Cordon-bleu c’est surtout le plaisir des mots, de leur sonorité, le plaisir de la rigueur et de la précision.
“ Ainsi nous-mêmes assis sur ce banc, qui subissons I’accélération du périhélie ou le freinage de l’aphélie. L’homme en veste lie-de-vin faisait des mots croisés. Il avait imperceptiblement tremblé au mot aphélie. ”
Éclairage, regard sur un scénario. 

Jean-Philippe Toussaint (Critique, mai 1987)

Maître queux

 Une expression que j’aime assez en termes de cuisine, c’est faire revenir. Vous prenez une phrase, vous l’épluchez, la dépouillez, et vous la faites revenir. Il faut les faire revenir, les phrases, sur le métier, c’est le secret, pour qu’elles s’imposent chacune comme un bloc, simple et compact, fait de segments encastrés qui se traitent séparément, ou que, semblant prendre diverses directions, un ultime relatif vienne ligoter ses membres inférieurs et que la phrase entière, dans un claquement de queue de homard, se referme sur elle-même, comme un clapet qui claque : je me servis un verre de Tokay, grappillai les turrons (p. 90).
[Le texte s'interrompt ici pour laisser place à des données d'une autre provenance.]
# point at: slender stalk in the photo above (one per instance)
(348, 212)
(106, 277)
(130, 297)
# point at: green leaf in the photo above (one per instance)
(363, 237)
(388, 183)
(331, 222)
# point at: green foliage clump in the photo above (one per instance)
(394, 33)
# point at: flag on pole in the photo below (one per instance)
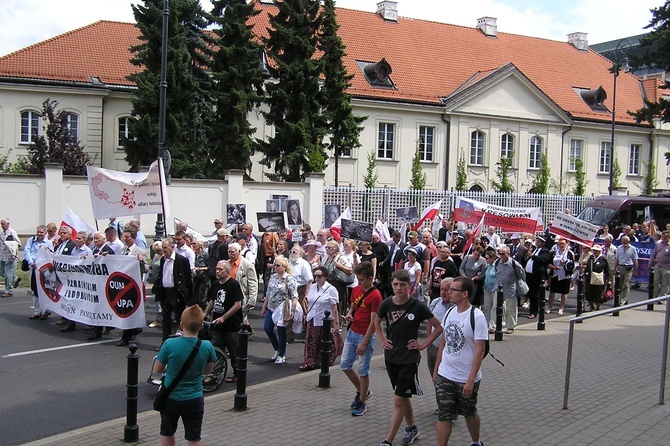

Et toque.
C’est Flaubert, à mon sens, qui fut le premier écrivain qui écrivait des phrases à chaque phrase, et ce n’est pas un hasard si Patrick Deville cite Flaubert en exergue, dans une phrase à rebours, qui résume l’action de Cordon-bleu : “ J’ai vomi tout mon dîner ”. L’histoire de Cordon-bleu est celle de Balbus, vieil agent de renseignement las et blasé, raffiné et mesquin, quasi aristocrate donc, qui, assisté de Varadaryan, son second (écoutez ça, Balbus, ça vaut le jus, p. 48), personnage “ si long et si peu accueillant ” qui évolue en chaussettes sur des parquets glissants (il expliqua sa glissade avec précision et force détails, suivant un raisonnement plausible, p. 54), entame pour une organisation secrète la dernière mission de sa carrière qu`il mènera avec assiduité, feignant une paralysie progressive devant le jeune médecin qu’il s’agit de compromettre, et la feignant si bien, cette paralysie, qu’elle finit par le gagner peu à peu, jusqu’à ce que, ne feignant plus rien, il finisse sa vie impotent et exclu, seul parmi les siens, à donner de derniers ordres dérisoires à ses gendres – qui “ obéiront ”. Ainsi, dans le livre, le vomissement qu’évoque l’épigraphe est-il à la fois celui, brutal, qui, mettant fin à la mission Cordon-bleu, coûtera la vie au jeune docteur Choblet, mais aussi, tout au fil des pages, avec doigté et en y mettant les formes, le vomissement légèrement amer, plus lent et plus subtil, de la vie du narrateur, de sa carrière qu’il nous renvoie.